2. Falling back to a built-in table of predefined CMap data compiled into the library. `Identity-H` and `Identity-V` must always be available as built-ins since they are extremely common and have trivial definitions.
Guard against circular references by tracking visited names in a `HashSet<String>` during resolution.
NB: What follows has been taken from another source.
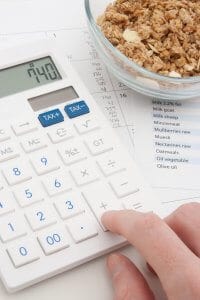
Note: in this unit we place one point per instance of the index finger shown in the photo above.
(154, 239)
A chain longer than 8 levels should be treated as an error.
### UTF-16BE String Conversion
When converting a right-hand hex string to a Rust `String`:
1. Interpret bytes as UTF-16BE code units.
2. Collect surrogate pairs: when a high surrogate (`0xD800``0xDBFF`) is followed by a low surrogate (`0xDC00``0xDFFF`), decode to a single codepoint.
3. Use `char::from_u32` and reject values that are not valid Unicode scalar values.
4. Concatenate all resulting `char` values into the `String`.
This handles both BMP characters and supplementary characters (above U+FFFF) correctly without relying on platform-specific wide-character APIs.